Dès 1832 l’amélioration fut entreprise avec l’institution de primes cantonales. A partir de 1896 furent également organisés des concours locaux. Le Herd Book de la "race des Pyrénées à muqueuses roses" fut créé à Pau le 14 juillet 1901. En 1854 la race fut décrite sous le nom de race "Béarnaise" , en 1856 sous celui de "Barétoune et des Pyrénées".
L’on a distingué les variétés "Basquaise", "Béarnaise", "d’Urt". Puis la race s’est appelée "race Pyrénéenne du Sud-Ouest". De 1923 à 1929 nous avons la "race des Pyrénées", de 1951 à 1960 la "Blonde des Pyrénées". En 1961 la race pourtant admise n’est pas présentée au Concours Général Agricole à Paris et en 1962 la Blonde des Pyrénées rejoint la Garonnaise et la Quercy pour créer la "Blonde d’Aquitaine" où s’impose très vite la Garonnaise.
Annie Amizet dans sa thèse vétérinaire de 1964 écrit : "La race Blonde des Pyrénées, race ancienne et régionale a toujours été bien fixée ; les différentes variétés se sont peu à peu fondues dans le type moyen. Nous avons là des animaux de travail et de boucherie qui malgré certains caractères communs, se distinguent des autres races blondes surtout par leur adaptation à leur milieu pyrénéen. Pourtant on tend à les faire disparaître par croisement avec les races Garonnaise et Limousine". Il s’en est fallu de peu en effet qu’il n’y en ait plus.
En 1978 au moment ou l’ITEB (aujourd’hui Institut de l’Élevage) entreprend de faire l’inventaire des races bovines françaises menacées et prospecte dans les Pyrénées, ce ne sont que quelques animaux qui sont retrouvés, en amont d’Oloron-Ste-Marie, dans les vallées d’Aspe et de Lourdios essentiellement (120 femelles au total).
C’est à l’époque la fabrication d’un fromage de mélange brebis/vache dit "mixte" qui a incité les habitants de ces vallées à conserver, avec la plus grande difficulté, quelques taureaux.
Ainsi trois taureaux furent repérés qui sont aujourd’hui à la base des souches actuelles. La race a repris son nom de "Béarnaise" puisque ce sont des animaux du Béarn qui ont été retrouvés - animaux d’un type élégant au profil laitier. Cette souche doit être distinguée de la race espagnole dite "Pirenaica" qui intègre des souches basques (espagnoles) et surtout navarraises peut être légèrement imprégnées de sang Garonnais.
En somme cette Béarnaise représente les derniers animaux purs d’une grande race au lointain passé parfois baptisée par les anciens auteurs "le pur-sang arabe de l’espèce bovine".

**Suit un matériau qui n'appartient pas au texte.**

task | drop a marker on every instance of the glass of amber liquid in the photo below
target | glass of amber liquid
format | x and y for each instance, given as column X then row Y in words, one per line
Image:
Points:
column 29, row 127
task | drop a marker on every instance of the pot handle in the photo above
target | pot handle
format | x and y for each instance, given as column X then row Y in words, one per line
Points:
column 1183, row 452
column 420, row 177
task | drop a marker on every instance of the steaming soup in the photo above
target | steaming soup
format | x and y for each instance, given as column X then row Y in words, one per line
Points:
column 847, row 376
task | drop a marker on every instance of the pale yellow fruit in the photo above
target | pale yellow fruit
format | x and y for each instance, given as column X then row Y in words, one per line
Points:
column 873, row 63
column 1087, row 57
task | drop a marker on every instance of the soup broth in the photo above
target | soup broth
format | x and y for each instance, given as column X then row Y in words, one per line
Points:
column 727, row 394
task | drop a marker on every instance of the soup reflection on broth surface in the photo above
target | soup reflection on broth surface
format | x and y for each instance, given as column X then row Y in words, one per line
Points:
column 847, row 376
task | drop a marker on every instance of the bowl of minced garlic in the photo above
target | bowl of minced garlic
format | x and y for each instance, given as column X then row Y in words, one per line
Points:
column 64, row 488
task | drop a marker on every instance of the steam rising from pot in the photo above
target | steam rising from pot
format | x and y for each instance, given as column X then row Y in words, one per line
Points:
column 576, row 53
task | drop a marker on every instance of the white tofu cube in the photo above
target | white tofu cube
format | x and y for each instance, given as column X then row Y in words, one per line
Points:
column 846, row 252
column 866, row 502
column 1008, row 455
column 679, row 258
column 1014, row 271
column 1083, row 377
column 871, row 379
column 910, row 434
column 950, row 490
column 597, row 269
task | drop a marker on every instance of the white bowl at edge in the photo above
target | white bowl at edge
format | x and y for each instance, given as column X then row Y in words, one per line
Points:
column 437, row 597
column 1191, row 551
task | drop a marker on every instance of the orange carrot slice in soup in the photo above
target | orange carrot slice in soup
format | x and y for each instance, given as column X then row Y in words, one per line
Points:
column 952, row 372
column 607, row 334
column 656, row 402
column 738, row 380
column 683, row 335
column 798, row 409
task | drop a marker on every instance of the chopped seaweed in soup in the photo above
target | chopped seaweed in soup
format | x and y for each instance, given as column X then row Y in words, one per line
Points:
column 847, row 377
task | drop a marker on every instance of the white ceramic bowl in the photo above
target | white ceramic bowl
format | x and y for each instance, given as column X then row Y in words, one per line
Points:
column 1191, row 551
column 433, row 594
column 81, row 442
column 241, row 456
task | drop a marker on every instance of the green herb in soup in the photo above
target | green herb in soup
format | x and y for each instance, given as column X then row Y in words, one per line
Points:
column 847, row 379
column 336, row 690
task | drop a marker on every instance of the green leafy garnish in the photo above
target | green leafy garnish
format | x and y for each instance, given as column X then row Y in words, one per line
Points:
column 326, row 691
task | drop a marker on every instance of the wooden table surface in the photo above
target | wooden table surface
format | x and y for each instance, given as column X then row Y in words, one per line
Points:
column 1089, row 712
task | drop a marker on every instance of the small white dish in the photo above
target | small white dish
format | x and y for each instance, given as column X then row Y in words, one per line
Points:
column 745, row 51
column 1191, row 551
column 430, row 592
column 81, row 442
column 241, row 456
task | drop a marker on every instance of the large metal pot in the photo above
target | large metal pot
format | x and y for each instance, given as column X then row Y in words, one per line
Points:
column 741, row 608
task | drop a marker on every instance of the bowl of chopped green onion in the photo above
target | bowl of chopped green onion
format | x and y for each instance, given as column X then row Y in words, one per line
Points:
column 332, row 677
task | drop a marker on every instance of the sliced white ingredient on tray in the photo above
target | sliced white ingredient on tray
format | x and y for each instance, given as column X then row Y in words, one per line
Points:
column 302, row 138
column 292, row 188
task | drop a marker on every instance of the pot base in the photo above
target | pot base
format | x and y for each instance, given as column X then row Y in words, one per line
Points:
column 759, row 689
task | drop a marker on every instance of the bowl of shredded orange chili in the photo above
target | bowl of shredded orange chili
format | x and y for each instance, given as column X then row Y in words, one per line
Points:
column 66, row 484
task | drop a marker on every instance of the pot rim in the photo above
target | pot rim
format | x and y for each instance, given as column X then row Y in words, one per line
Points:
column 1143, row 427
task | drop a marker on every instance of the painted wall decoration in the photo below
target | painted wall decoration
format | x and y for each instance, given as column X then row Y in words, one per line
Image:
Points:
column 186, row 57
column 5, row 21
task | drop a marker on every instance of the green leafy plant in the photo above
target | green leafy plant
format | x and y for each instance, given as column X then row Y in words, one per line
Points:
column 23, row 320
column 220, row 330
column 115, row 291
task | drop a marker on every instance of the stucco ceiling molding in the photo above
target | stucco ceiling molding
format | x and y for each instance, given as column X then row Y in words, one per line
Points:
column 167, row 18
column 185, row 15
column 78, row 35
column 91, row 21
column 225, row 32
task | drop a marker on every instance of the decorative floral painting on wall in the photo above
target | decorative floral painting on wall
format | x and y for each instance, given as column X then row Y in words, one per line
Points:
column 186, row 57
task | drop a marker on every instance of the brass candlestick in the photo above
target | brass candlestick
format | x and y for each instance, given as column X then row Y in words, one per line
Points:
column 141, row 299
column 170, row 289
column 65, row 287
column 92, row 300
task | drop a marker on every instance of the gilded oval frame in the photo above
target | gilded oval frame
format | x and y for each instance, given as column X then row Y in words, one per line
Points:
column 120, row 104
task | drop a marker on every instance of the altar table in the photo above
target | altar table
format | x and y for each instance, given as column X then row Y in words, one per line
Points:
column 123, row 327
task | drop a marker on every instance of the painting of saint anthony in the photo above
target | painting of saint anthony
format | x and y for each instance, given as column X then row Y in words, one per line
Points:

La mise en place du programme de conservation : un travail de longue haleine
Une des premières mesures a consisté à faire collecter de la semence des derniers taureaux de la race pour mettre la génétique à l’abri et surtout permettre et favoriser la reproduction des dernières vaches en race pure.
En effet, très peu de vaches - la plupart d’ailleurs déjà très âgées - se reproduisaient encore en race pure faute de taureaux disponibles. Ainsi en 1980, un jeune veau, ROZAN, est envoyé à l’Union de Coopératives d’Insémination Animale (MIDATEST) pour y être élevé en station et collecté.
En 1981, un autre taureau, MENDITE, est collecté puis en 1982 un troisième - NETSAUT. Ces trois taureaux représentent les trois souches mâles retrouvées. Par la suite furent créés d’autres taureaux décalés génétiquement entre eux en utilisant des vaches âgées qui ainsi introduisirent une certaine diversité génétique.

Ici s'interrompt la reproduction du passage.